In the preprint submission, use the general OSF links (not the [anonymous view-only OSF links](#anonymousViewOnlyLink)) that will become viewable when the manuscript is accepted for publication (i.e., when you make the OSF repo public).
# When the Manuscript is Accepted for Publication {#accepted}
When the manuscript is accepted for publication:
1. Let all of the authors know, and send them the full, (in-press) APA-style reference
1. Make the OSF repo public and [create a DOI link](https://help.osf.io/article/220-create-dois) for the repository that can be used for citing it
1. Submit the finalized, unblinded manuscript (and any tables, figures, and the supplement; with the public OSF link; removing any highlighting or tracked changes) to the NIHMS system: https://www.nihms.nih.gov/submission/create/
- After you submit the manuscript to NIHMS, send Dr.
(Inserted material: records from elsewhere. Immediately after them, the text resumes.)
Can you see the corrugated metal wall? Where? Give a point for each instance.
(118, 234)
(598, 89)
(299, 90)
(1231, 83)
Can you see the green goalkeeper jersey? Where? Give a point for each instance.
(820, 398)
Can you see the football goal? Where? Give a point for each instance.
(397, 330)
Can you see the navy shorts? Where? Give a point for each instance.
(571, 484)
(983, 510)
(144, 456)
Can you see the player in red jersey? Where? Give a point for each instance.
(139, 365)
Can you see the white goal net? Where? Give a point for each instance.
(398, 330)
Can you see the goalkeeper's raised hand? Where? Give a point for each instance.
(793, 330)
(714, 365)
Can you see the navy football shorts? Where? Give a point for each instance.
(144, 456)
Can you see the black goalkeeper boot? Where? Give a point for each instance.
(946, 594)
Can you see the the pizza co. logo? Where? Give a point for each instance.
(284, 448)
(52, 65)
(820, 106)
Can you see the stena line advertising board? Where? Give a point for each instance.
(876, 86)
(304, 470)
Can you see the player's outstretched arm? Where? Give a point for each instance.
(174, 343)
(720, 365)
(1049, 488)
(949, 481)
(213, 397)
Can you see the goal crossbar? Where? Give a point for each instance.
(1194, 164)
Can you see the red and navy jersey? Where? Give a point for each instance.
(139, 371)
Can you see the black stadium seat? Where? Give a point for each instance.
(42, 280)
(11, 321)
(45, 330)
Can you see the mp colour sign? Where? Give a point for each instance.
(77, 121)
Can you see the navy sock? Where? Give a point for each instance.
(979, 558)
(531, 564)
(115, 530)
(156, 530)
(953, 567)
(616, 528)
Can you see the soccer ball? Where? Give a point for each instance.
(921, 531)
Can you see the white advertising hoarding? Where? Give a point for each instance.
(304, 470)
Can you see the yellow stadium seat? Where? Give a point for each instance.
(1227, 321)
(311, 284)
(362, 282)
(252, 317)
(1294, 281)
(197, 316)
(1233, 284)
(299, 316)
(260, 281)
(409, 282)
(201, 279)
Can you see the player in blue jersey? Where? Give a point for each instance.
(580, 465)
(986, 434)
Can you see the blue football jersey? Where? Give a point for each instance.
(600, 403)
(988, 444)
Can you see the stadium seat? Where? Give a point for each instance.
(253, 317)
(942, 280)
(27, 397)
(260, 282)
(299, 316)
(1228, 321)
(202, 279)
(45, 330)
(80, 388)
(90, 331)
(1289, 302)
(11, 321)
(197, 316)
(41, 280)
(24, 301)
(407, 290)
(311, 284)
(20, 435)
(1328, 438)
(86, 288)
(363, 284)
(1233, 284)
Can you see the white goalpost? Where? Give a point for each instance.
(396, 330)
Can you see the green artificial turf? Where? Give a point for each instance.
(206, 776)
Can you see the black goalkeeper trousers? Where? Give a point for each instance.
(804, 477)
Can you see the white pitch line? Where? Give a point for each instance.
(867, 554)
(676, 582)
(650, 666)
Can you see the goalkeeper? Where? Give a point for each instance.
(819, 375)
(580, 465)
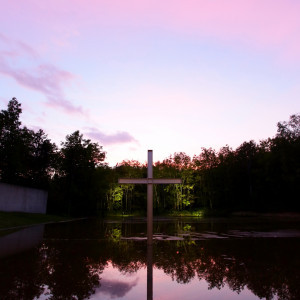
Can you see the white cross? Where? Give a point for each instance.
(149, 181)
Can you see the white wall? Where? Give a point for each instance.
(22, 199)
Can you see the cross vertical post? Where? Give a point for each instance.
(149, 181)
(150, 198)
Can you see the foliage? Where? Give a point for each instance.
(260, 176)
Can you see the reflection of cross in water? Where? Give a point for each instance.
(149, 181)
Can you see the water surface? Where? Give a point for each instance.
(191, 258)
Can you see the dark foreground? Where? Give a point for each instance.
(191, 258)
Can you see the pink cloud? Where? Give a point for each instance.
(44, 78)
(109, 139)
(266, 25)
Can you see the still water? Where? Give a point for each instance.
(191, 258)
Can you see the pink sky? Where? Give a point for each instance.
(167, 75)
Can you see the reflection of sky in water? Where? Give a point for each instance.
(116, 285)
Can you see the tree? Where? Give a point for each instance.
(27, 157)
(77, 178)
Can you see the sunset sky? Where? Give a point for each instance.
(166, 75)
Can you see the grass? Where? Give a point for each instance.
(18, 219)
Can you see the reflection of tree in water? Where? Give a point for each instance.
(238, 264)
(72, 269)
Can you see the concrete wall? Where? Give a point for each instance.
(22, 199)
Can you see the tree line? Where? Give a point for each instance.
(262, 176)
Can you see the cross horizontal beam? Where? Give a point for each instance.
(149, 181)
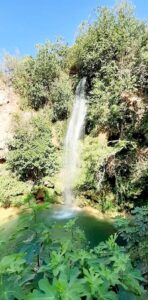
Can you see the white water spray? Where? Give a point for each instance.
(72, 151)
(74, 133)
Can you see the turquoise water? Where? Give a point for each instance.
(96, 230)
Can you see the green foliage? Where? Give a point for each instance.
(135, 231)
(31, 152)
(12, 191)
(33, 77)
(61, 97)
(44, 267)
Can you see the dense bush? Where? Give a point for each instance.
(33, 77)
(31, 152)
(12, 191)
(61, 97)
(134, 231)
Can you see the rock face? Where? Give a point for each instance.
(8, 105)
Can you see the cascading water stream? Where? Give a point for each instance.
(74, 132)
(72, 149)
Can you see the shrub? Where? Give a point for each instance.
(61, 97)
(33, 77)
(12, 191)
(31, 152)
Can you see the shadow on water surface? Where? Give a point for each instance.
(96, 230)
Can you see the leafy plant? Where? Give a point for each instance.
(31, 153)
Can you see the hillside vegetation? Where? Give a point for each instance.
(112, 53)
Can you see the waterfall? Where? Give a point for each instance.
(71, 146)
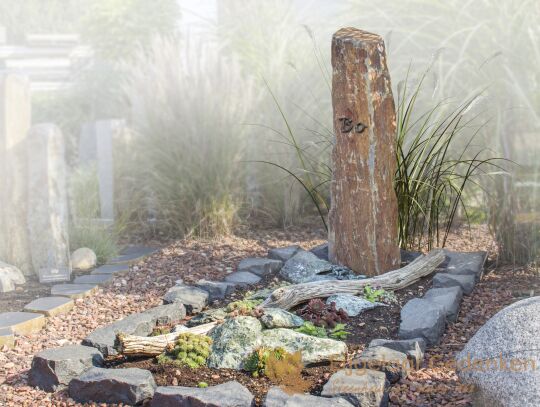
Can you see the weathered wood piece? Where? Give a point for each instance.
(288, 297)
(363, 215)
(155, 345)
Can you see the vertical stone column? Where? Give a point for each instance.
(363, 215)
(14, 125)
(47, 198)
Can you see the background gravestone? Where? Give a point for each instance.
(363, 215)
(14, 125)
(47, 196)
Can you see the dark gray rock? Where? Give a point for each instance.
(260, 266)
(283, 253)
(501, 360)
(413, 348)
(321, 251)
(104, 339)
(421, 318)
(352, 304)
(276, 397)
(53, 369)
(193, 298)
(393, 363)
(303, 266)
(444, 280)
(368, 389)
(446, 298)
(242, 278)
(216, 289)
(130, 386)
(230, 394)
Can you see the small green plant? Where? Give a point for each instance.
(257, 361)
(188, 350)
(372, 294)
(310, 329)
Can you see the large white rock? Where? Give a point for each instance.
(503, 358)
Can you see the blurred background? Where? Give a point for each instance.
(219, 112)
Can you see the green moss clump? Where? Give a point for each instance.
(189, 350)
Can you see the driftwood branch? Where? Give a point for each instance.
(288, 297)
(155, 345)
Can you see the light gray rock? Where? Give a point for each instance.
(421, 318)
(502, 359)
(413, 348)
(142, 324)
(230, 394)
(444, 280)
(303, 266)
(278, 318)
(314, 350)
(365, 388)
(393, 363)
(130, 386)
(260, 266)
(193, 298)
(283, 253)
(83, 259)
(446, 298)
(234, 341)
(53, 369)
(351, 304)
(216, 290)
(276, 397)
(242, 278)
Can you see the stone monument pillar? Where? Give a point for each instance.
(363, 214)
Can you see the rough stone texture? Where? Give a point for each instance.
(502, 359)
(141, 324)
(314, 350)
(130, 386)
(22, 323)
(83, 259)
(242, 278)
(93, 279)
(15, 101)
(444, 280)
(393, 363)
(362, 237)
(303, 266)
(283, 253)
(193, 298)
(365, 388)
(464, 263)
(47, 198)
(50, 306)
(53, 369)
(233, 341)
(278, 318)
(446, 298)
(74, 290)
(7, 338)
(276, 397)
(216, 289)
(111, 269)
(421, 318)
(413, 348)
(321, 251)
(230, 394)
(351, 304)
(260, 266)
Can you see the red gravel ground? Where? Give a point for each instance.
(146, 283)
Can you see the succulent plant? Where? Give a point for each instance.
(188, 350)
(321, 314)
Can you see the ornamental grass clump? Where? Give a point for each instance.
(188, 350)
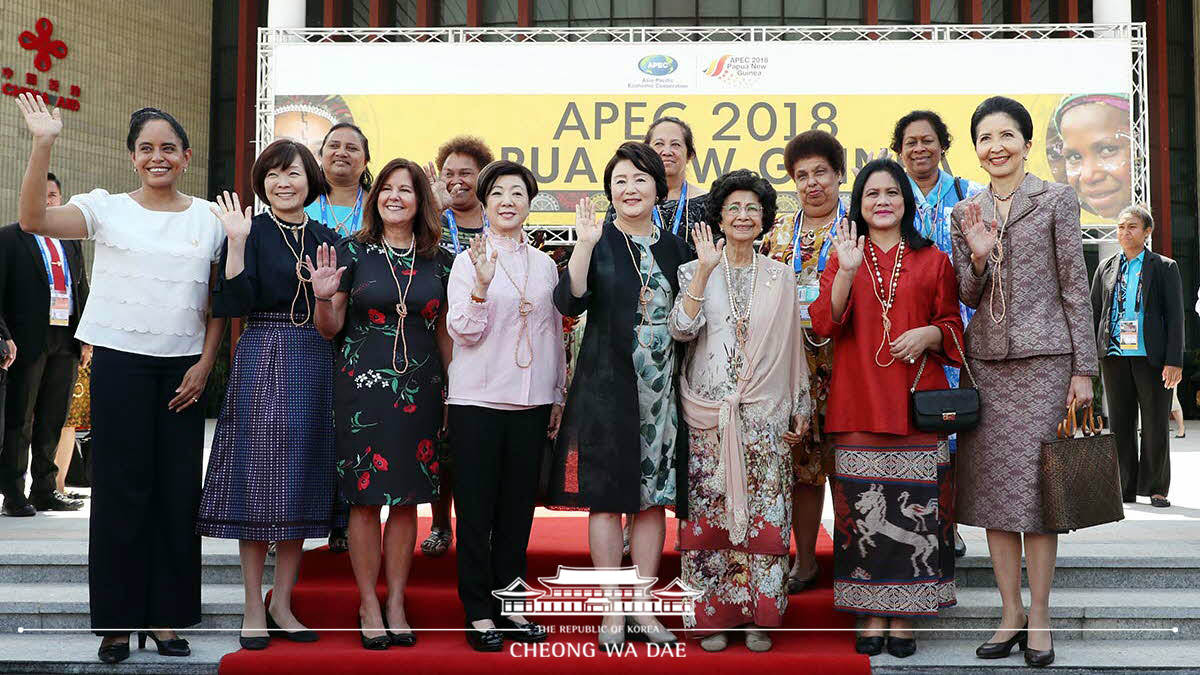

Petersen the NIHMS ID for the submission.
We are required to report published papers to funding agences.
1. Make sure the finalized, unblinded manuscript (and any tables, figures, and the supplement; with the public OSF link; removing any highlighting or tracked changes) is uploaded as an updated version of the [preprint](#preprint) on [PsyArXiv](https://psyarxiv.com).
# Adapting Open Science to Longitudinal Research {#longitudinal}
See our paper on adapting open science to longitudinal research: https://onlinelibrary.wiley.com/doi/10.1002/icd.2315
[^1]: Ask Dr. Petersen to give you access.